OpenAI change d’échelle et accélère sa transformation. L’entreprise derrière ChatGPT, membre du Forum économique mondial prépare une évolution majeure en fusionnant ses principaux outils dans une seule application desktop. Derrière cette annonce se dessine une ambition beaucoup plus large : bâtir un environnement numérique complet piloté par l’intelligence artificielle alors qu’OpenAI fait face à une forte concurrence d’Anthropic, autre fleuron du FEM.
Jusqu’à présent, les utilisateurs devaient naviguer entre plusieurs interfaces distinctes. ChatGPT pour dialoguer, Atlas pour explorer le web, Codex pour coder. Cette dispersion est désormais remise en cause. OpenAI souhaite réunir ces briques dans un espace unique capable de centraliser tous les usages, de la recherche à la programmation en passant par la rédaction.
Ce projet, porté notamment parla française Fidji Simo et Greg Brockman, ne se limite pas à une simple simplification ergonomique. Il s’inscrit dans une logique d’intégration totale, où l’utilisateur n’aurait plus besoin de sortir de l’écosystème OpenAI pour travailler, produire ou s’informer.
Au cœur de cette transformation se trouvent les agents autonomes. Ces systèmes d’intelligence artificielle ne se contentent plus de répondre à des requêtes, ils agissent. Ils peuvent exécuter des tâches sur un ordinateur, écrire du code, analyser des données ou interagir avec différents outils, tout en nécessitant une supervision humaine réduite. Cette évolution rapproche OpenAI d’un modèle inédit, à mi-chemin entre logiciel et système d’exploitation intelligent.
En parallèle, l’entreprise mène une stratégie d’expansion particulièrement agressive. Depuis début 2025, elle a multiplié les acquisitions pour renforcer ses capacités technologiques. Des sociétés spécialisées dans le développement, la sécurité ou les agents autonomes ont été intégrées, tout comme des outils open source directement injectés dans l’écosystème de Codex. Cette dynamique témoigne d’une volonté claire : absorber les briques clés de l’IA pour construire une plateforme cohérente et dominante.

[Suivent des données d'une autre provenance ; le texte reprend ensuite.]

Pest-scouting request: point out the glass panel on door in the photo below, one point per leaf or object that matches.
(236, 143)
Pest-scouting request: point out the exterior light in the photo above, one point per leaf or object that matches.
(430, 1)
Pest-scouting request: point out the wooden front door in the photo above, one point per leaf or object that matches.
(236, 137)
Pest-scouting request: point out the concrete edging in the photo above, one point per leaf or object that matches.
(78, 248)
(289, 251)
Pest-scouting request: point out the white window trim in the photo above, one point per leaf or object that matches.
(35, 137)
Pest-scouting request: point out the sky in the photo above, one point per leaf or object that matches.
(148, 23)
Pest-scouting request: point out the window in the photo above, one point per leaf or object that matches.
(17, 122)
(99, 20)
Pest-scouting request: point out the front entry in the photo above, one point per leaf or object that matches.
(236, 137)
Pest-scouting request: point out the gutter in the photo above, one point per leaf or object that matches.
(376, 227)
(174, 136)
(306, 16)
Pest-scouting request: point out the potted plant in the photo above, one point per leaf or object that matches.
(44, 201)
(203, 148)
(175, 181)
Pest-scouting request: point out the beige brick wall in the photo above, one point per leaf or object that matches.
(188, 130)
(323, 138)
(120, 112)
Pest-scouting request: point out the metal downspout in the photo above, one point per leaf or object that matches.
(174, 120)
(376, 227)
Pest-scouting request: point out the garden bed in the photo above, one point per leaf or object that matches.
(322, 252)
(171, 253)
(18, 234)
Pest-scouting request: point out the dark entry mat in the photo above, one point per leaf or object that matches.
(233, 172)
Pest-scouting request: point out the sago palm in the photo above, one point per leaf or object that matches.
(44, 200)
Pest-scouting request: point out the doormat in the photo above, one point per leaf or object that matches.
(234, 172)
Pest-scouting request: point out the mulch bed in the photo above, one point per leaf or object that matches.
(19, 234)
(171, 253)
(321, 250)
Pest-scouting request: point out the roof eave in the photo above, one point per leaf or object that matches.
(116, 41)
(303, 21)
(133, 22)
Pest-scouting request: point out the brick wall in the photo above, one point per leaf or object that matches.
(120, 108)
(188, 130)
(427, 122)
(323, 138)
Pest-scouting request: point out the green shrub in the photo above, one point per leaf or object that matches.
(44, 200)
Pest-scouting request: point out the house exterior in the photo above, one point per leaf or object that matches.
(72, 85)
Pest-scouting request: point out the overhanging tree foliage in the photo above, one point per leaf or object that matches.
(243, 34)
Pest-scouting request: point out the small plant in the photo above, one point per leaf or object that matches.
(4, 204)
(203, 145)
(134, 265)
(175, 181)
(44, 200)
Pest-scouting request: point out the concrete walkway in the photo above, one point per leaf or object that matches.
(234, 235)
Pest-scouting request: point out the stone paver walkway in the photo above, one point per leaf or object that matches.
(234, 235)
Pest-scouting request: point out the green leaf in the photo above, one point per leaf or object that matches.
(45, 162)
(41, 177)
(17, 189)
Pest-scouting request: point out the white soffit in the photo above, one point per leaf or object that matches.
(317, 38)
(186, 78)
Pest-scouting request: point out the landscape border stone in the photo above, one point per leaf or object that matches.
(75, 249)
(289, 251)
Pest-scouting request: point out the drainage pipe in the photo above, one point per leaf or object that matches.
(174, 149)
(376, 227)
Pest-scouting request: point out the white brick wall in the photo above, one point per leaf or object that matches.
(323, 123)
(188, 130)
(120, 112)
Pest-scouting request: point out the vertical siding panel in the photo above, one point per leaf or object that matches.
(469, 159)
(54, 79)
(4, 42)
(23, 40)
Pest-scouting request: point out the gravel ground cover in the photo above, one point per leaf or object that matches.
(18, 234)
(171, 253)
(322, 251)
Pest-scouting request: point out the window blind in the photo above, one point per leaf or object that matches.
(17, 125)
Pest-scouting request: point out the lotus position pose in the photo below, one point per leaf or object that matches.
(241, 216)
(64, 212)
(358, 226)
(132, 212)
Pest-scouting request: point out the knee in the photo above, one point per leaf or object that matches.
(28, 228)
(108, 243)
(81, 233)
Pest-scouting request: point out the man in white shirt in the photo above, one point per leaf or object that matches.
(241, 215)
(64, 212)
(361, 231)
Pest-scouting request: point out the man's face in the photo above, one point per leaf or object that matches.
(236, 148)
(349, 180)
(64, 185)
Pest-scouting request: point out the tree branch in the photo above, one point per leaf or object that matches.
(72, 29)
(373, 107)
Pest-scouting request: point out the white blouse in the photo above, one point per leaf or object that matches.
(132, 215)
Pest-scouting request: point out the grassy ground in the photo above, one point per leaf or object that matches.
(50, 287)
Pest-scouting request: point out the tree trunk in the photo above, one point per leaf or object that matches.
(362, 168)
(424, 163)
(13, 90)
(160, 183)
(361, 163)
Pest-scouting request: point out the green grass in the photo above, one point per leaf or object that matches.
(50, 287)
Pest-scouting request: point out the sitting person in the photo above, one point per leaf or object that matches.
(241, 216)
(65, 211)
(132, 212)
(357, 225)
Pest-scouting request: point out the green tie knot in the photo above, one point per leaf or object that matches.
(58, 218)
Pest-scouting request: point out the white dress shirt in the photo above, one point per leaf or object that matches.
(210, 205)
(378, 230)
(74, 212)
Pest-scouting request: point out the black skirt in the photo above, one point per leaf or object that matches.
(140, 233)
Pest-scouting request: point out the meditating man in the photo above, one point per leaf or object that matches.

Cette ambition repose sur des moyens financiers exceptionnels. OpenAI a levé 168 milliards de dollars, atteignant une valorisation estimée à 730 milliards. Pourtant, l’entreprise n’est toujours pas rentable et enregistre des pertes importantes, avec une perspective de rentabilité repoussée à la fin de la décennie. L’entreprise a généré 20 milliards de revenus en 2026 mais devrait enregistré au final 14 millibars de perte. Ce décalage entre investissements massifs et revenus futurs souligne la nature hautement spéculative de cette stratégie.
La concurrence féroce d’Anthropic
Attention tout de même puisqu’Anthropic est passé de 1 milliard de revenus annualisés fin 2024 à 19 milliards en mars 2026 et se montre également très dynamique avec Claude Cowork et Claude Code qui permettent de piloter son ordinateur et même de créer des sites web et des applications. De plus en acceptant un contrat controversé avec le Pentagone, de nombreux utilisateurs d’OpenAI se sont tournés vers Anthtopic.
L’objectif d’OpenAI est désormais évident : s’imposer comme une infrastructure incontournable du travail numérique avant une entrée en Bourse envisagée dès 2026. En concentrant tous les usages dans une seule interface, OpenAI cherche à verrouiller les utilisateurs et à créer une dépendance fonctionnelle comparable à celle des systèmes d’exploitation ou des grands navigateurs.
Ce pari reste risqué. Il suppose que l’adoption suivra, que les usages évolueront suffisamment vite et que la concurrence ne viendra pas fragmenter ce modèle. Mais si cette stratégie réussit, elle pourrait transformer en profondeur notre manière d’interagir avec les machines et redéfinir les standards du travail à l’ère de l’intelligence artificielle.